Statistics 101
Data Analysis and Statistical Inference
 

Instructions for lab 4


Lab Objective

To gain experience with correlations and simple regressions.

Lab Procedures

This lab has several parts, so I recommend you start this one at home.   You should work with the applets in lab so that you can get the TAs' feedback.

Unit 1:  Predicting eruptions of Old Faithful

The geyser Old Faithful in Yellowstone National Park erupts seemingly at random times.  Or does it?  Perhaps we can predict when the next eruption will occur based on characteristics of the previous eruption.  Load in the data set geyser.jmp by clicking on the link.  It is comprised of two variables measured on 21 eruptions of Old Faithful. The two variables include the duration of the previous eruption in minutes (LAST) and the number of minutes in between the current and previous eruptions (NEXT).

Questions:

1.  Describe the distribution of waiting time until eruption (NEXT).  Specifically, answer the following four questions.  What is the value of a typical waiting time?  What is the value of a typical deviation from the average waiting time?  Are there any severe outliers in waiting time?  Does a normal curve describe the histogram of waiting time reasonably well (justify your answer by referring to graphical displays)?  
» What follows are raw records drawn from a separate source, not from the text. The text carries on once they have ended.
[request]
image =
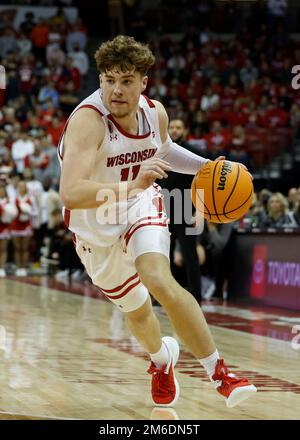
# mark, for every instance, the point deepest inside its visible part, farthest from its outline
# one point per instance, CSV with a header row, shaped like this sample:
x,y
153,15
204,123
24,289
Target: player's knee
x,y
140,318
155,282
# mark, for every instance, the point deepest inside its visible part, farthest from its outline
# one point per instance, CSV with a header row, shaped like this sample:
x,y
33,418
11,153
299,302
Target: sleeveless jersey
x,y
118,159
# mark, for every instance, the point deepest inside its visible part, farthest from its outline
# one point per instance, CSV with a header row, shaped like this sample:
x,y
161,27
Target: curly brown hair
x,y
125,53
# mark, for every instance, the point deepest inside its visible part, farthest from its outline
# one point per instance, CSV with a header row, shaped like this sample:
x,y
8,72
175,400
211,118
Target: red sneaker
x,y
165,388
233,388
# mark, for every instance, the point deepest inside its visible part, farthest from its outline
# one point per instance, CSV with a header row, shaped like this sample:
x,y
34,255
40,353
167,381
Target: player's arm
x,y
81,143
84,136
180,159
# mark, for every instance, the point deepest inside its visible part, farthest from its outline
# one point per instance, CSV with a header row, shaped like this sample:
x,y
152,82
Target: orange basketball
x,y
227,191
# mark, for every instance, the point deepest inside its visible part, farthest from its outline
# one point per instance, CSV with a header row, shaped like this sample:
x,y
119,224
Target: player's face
x,y
121,91
176,130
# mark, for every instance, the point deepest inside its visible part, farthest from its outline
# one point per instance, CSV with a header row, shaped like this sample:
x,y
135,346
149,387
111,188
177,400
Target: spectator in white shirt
x,y
21,148
209,100
79,59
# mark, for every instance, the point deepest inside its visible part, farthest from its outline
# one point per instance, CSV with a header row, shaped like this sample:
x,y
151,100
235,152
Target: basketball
x,y
227,191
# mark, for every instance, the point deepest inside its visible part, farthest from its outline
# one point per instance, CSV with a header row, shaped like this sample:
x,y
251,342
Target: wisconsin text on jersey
x,y
135,156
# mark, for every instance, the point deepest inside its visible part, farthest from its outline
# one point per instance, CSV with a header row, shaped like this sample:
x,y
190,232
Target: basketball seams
x,y
238,207
219,217
213,189
229,212
233,188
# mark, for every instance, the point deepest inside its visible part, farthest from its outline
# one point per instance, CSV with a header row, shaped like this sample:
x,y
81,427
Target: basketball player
x,y
117,140
188,242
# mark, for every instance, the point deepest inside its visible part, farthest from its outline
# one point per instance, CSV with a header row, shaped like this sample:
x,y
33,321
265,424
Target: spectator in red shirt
x,y
275,117
22,229
55,129
218,139
39,38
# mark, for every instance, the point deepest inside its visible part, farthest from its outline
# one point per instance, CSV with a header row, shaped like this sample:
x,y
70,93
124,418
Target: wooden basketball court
x,y
68,355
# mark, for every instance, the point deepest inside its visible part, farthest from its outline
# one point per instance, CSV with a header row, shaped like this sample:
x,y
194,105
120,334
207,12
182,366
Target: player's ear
x,y
144,82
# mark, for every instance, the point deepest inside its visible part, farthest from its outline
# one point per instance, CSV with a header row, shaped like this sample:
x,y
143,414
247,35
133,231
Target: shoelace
x,y
223,375
161,378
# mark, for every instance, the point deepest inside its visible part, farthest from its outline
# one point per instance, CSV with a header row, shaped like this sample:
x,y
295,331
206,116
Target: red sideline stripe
x,y
150,103
66,124
67,214
121,286
125,291
141,220
142,225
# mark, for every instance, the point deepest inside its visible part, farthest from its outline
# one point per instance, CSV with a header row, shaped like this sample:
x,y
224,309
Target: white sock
x,y
209,363
160,358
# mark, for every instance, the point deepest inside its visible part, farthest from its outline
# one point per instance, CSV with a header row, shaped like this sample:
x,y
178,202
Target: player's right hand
x,y
151,169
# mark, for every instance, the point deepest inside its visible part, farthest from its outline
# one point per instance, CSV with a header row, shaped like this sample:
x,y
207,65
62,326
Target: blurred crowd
x,y
203,262
46,64
228,89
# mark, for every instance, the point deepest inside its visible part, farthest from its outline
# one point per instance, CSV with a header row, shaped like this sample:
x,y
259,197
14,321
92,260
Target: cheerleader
x,y
22,228
8,212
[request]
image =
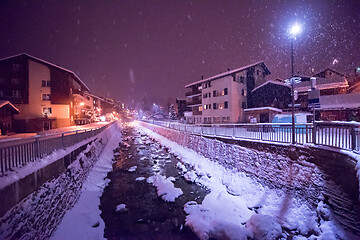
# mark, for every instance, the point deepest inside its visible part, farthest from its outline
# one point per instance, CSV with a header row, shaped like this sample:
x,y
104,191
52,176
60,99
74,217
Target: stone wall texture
x,y
310,173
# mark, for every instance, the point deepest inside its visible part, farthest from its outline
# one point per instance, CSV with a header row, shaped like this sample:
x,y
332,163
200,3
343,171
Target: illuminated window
x,y
15,81
16,93
45,96
47,110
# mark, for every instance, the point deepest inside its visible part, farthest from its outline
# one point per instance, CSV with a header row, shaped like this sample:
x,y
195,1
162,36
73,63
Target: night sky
x,y
128,50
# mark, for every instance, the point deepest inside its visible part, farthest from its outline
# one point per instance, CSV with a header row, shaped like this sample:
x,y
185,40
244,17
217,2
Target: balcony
x,y
194,103
193,93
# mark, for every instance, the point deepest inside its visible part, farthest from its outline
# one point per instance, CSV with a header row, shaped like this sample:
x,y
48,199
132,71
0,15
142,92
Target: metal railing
x,y
339,135
17,153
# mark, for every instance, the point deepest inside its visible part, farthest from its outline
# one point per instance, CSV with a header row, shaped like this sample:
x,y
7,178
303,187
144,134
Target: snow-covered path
x,y
161,190
239,207
147,193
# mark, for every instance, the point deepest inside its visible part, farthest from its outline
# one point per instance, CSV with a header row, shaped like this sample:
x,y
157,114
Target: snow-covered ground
x,y
23,171
83,221
238,206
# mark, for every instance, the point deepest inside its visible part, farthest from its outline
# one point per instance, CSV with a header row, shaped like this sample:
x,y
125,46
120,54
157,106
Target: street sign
x,y
314,95
315,105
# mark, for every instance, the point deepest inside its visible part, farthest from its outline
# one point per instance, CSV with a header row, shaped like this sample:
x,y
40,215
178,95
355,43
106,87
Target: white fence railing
x,y
18,153
339,135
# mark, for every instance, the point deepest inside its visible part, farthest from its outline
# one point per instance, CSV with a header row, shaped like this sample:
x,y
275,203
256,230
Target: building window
x,y
216,119
16,93
16,67
240,79
45,96
47,110
225,119
45,83
225,91
15,81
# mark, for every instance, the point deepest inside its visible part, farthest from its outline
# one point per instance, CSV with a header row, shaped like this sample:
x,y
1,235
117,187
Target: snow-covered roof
x,y
341,101
263,108
94,96
5,102
323,83
272,82
224,74
50,64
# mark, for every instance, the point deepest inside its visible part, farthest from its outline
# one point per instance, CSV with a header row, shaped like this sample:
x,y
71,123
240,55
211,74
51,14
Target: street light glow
x,y
295,29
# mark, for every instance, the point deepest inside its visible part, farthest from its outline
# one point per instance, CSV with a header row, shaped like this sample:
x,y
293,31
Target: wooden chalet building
x,y
43,92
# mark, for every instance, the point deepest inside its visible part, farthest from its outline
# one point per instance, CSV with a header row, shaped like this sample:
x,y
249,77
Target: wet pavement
x,y
146,215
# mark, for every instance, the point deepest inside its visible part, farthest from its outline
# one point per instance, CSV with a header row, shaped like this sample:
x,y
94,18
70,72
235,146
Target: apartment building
x,y
43,92
222,98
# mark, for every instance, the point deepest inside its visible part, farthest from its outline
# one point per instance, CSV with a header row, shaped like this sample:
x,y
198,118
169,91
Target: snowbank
x,y
83,221
165,187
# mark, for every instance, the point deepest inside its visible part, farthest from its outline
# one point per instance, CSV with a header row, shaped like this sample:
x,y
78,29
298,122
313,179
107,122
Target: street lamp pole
x,y
292,93
294,30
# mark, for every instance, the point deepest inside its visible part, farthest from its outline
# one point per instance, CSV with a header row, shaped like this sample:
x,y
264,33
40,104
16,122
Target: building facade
x,y
43,92
222,98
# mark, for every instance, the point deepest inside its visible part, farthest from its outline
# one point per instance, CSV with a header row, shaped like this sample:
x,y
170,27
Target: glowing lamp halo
x,y
295,29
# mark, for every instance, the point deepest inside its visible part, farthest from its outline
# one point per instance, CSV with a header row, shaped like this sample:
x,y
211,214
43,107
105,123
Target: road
x,y
146,215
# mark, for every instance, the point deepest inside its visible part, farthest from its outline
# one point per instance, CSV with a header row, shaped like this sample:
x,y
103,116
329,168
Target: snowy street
x,y
130,206
161,190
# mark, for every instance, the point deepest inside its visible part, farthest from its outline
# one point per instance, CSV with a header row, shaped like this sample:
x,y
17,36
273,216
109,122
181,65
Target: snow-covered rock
x,y
121,207
264,227
165,187
132,169
190,176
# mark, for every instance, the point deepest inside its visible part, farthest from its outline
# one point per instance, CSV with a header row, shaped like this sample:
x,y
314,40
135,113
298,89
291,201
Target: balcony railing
x,y
194,102
193,93
18,153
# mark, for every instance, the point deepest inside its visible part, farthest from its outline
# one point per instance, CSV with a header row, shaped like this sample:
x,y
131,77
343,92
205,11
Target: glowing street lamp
x,y
295,30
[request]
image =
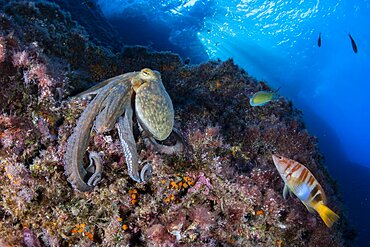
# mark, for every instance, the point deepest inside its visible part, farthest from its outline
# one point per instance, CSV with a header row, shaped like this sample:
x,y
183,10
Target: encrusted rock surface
x,y
224,192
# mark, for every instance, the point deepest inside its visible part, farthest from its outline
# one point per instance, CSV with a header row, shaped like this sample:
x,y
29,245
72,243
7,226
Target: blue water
x,y
276,41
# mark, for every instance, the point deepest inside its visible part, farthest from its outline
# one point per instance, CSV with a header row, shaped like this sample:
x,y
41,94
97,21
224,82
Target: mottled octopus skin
x,y
154,111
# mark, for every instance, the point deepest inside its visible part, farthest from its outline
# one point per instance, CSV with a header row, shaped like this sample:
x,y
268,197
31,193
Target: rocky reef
x,y
225,191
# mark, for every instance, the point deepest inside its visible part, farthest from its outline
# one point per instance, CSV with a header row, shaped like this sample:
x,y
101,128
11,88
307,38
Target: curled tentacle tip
x,y
94,180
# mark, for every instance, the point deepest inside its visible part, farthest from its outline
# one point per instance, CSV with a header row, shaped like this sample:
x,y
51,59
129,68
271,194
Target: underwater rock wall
x,y
224,191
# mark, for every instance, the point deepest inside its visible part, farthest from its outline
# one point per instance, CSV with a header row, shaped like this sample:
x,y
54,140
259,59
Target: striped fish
x,y
300,181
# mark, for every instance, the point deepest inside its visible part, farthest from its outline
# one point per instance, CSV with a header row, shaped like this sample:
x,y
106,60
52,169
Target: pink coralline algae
x,y
201,182
222,191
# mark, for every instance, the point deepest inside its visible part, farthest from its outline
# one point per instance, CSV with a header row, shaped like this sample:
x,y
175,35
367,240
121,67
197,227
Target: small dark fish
x,y
354,46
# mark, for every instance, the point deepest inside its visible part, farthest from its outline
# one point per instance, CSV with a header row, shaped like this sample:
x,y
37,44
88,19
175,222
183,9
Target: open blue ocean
x,y
316,52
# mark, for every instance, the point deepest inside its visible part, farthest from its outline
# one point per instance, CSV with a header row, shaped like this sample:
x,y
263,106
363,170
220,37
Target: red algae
x,y
225,191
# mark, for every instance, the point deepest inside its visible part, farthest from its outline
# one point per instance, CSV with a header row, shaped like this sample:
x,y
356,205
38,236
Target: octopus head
x,y
153,105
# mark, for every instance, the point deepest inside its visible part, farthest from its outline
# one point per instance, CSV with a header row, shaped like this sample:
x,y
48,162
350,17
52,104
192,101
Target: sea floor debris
x,y
225,191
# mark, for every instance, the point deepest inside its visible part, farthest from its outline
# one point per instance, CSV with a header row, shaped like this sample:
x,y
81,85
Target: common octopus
x,y
116,101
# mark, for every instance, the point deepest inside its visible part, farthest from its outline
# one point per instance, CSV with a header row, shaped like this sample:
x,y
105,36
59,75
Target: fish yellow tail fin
x,y
327,215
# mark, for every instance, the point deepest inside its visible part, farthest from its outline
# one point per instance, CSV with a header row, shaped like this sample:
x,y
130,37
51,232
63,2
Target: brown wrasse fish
x,y
300,181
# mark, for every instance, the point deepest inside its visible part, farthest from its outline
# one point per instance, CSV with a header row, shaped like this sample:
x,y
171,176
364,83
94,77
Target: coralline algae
x,y
225,191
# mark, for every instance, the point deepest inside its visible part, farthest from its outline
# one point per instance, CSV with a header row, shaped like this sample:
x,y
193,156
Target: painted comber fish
x,y
300,181
262,98
353,43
2.  Is there a strong linear association between waiting time and length of previous eruption?  Provide one number that summarizes the strength of the association, and give a brief description of some relevant graph to justify that the number is an appropriate summary.

3.  What is the regression equation for predicting waiting time until next eruption (Y) from length of previous eruption (X)?  

To fit a regression line, go to Analyze - Fit Y by X.  Select "NEXT" as the Y variable and "LAST" as the X variable.  Once you see the scatter plot, go to the red arrow next to Bivariate Fit.   Select Fit Line.

4.  What is a typical value of the deviation of waiting time from the predicted regression line?

5.   Does the plot of residuals versus the predictor (LAST) suggest any violations of the regression assumptions?   Justify your answer in at most two sentences.

To obtain the plot of residuals versus the predictor values, click on the red arrow next to Linear Fit, which is just below the scatter plot.  Then, select Plot Residuals.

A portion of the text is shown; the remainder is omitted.